Through social media a world of queer men lives in my pocket, a community that before the internet was relegated to underground clubs and secluded queer havens. The tension between queer spaces of the past and digital queer spaces of today inspires my practice. There is pain in longing for a queer past, but there is pleasure in finding community through images of bygone queer havens such as the Christopher Street Piers in New York. Across bodies of work I focus on the pleasure and pain that is omnipresent in queer experiences. The masculine personas I embody in my most recent work (Biker 1, 2, and 3, Cowboy 1, 2, and 3 and Quarterback 1, 2, and 3) highlights my queered version of male sexuality in which I taunt the viewer with my gaze.
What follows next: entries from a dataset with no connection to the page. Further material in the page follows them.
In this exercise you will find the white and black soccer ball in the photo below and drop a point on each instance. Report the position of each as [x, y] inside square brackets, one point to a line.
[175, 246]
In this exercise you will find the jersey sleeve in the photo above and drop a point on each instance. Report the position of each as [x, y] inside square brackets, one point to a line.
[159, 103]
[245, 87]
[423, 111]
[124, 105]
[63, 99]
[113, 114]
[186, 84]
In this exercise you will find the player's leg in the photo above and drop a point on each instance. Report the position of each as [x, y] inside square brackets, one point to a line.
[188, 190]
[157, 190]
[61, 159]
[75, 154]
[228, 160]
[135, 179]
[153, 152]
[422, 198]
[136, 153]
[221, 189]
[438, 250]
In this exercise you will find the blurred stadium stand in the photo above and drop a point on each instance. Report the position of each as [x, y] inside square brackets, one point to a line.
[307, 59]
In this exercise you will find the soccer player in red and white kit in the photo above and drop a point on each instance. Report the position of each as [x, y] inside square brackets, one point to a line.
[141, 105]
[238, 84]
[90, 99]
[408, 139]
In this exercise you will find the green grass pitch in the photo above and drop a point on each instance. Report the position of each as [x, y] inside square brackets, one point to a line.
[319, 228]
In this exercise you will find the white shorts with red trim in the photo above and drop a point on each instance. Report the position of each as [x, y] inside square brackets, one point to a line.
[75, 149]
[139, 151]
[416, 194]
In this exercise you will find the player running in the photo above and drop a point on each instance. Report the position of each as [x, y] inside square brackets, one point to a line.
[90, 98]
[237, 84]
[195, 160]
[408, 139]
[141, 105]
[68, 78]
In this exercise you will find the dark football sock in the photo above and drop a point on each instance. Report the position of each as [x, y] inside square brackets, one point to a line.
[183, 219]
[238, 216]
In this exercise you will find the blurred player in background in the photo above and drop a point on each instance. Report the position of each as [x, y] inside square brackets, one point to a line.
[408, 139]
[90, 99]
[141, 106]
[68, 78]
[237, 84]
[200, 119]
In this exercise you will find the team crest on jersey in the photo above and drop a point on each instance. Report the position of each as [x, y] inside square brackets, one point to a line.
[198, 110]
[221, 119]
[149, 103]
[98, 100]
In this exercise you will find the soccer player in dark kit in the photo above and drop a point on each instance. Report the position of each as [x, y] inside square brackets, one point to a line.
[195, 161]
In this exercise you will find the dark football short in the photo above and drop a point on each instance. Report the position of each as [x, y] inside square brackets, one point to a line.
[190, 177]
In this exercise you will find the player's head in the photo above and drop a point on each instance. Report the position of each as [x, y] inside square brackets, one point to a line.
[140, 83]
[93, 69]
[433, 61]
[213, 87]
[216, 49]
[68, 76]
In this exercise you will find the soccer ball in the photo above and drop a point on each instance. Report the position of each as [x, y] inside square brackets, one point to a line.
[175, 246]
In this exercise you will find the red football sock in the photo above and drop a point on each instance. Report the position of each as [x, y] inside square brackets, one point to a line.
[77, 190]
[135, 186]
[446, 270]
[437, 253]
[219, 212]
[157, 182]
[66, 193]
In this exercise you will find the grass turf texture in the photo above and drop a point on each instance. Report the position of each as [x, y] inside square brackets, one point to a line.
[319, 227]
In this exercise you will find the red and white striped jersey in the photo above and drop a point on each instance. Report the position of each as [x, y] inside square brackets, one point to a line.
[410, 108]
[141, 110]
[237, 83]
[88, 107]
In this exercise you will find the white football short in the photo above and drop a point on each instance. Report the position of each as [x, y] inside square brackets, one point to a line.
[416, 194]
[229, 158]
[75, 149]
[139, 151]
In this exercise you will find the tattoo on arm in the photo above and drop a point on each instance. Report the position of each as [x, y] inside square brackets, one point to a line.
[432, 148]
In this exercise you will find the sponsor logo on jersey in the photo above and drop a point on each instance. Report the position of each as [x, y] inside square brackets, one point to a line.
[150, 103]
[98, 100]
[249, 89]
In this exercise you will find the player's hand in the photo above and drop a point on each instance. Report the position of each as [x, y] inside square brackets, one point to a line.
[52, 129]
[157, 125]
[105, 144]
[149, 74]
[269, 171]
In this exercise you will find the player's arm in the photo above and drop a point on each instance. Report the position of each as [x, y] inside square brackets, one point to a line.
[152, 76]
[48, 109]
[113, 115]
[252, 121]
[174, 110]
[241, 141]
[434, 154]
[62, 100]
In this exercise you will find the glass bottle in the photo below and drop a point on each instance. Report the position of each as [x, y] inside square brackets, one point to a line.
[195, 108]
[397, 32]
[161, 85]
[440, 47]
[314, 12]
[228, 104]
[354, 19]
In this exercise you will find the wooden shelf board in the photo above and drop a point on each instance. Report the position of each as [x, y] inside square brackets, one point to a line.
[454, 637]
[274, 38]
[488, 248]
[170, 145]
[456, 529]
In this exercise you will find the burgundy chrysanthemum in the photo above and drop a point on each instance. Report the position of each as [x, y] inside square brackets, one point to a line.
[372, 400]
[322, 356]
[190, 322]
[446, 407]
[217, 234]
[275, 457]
The male identities I perform are both idolized and feared by the queer community, the image of the biker, cowboy, and football player is a simultaneous idol and aggressor. It is in this tension filled gray area between fear of and reverence for masculinity that my work lives.

A football uniform can be as much as a form of drag as nails and heels, by embodying these male roles I can connect to male macho sexuality in my own way. Visual representations of male sexuality are predominantly presented as heteronormative muscular men dominating women, which centers power as the source of male sexuality. In this series I embrace camp and humor as the center of my own sexuality to tap into my understanding of what it means to be a man. Stylistically inspired by hand tinted photographs the work visually connects back to my practice of sourcing imagery from queer history. There is a queer energy to hand tinted photos, glazes of color meticulously overlaid on black and white photo prints. In these paintings I chase to recreate this energy and perfected artificiality that comes from hand tinted photos.